The coronavirus outbreak has spurred all sorts of unexpected events and changes in the way we conduct business.
“It’s really a circumstance that you want to be considering all of your losses, all of the various coverages,” Sampson says.
Take your standard liability coverage policies, or perhaps even theft coverage, for employees who are newly taking to the road for cannabis deliveries.
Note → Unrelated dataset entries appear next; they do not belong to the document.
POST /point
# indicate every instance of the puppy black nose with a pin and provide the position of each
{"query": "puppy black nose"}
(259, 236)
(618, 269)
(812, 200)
There’s a whole new risk profile out there.
“That company, which never had to worry about … automobiles being used for business purposes may now have additional potential for liability that they didn’t have before,” Sampson says. “As business models change in this industry, like in any other industry, whether temporary or long-term, it’s important to figure out whether or not you have insurance coverage even under a general liability policy for potential risks and liabilities you face because of that new business model.”
The cost-benefit analysis is complicated, and businesses would do well to keep their level of risk in mind as the industry experiences its abrupt sea change.
“Certainly, while we’re all trying to survive the pandemic, trying to serve our clients the best we can and trying to stay sane, insurance is not often at the forefront of anyone’s mind, understandably,” Sampson says, “but nonetheless it’s probably important to take a look at your policies, know what’s covered, know what isn’t covered and what could be covered, so that you either are taking the risk with eyes wide open or able to adjust your behavior or your policy as needed.”
Looking at your policies now will let you know what’s covered. You may not be aware of everything contained in your insurance policy, and there may not be a better time than the present to investigate the potential coverage you’re carrying in these otherwise uncertain times. Sampson insists, if you think you may have a loss on the horizon, make sure now that you know how to document the claim.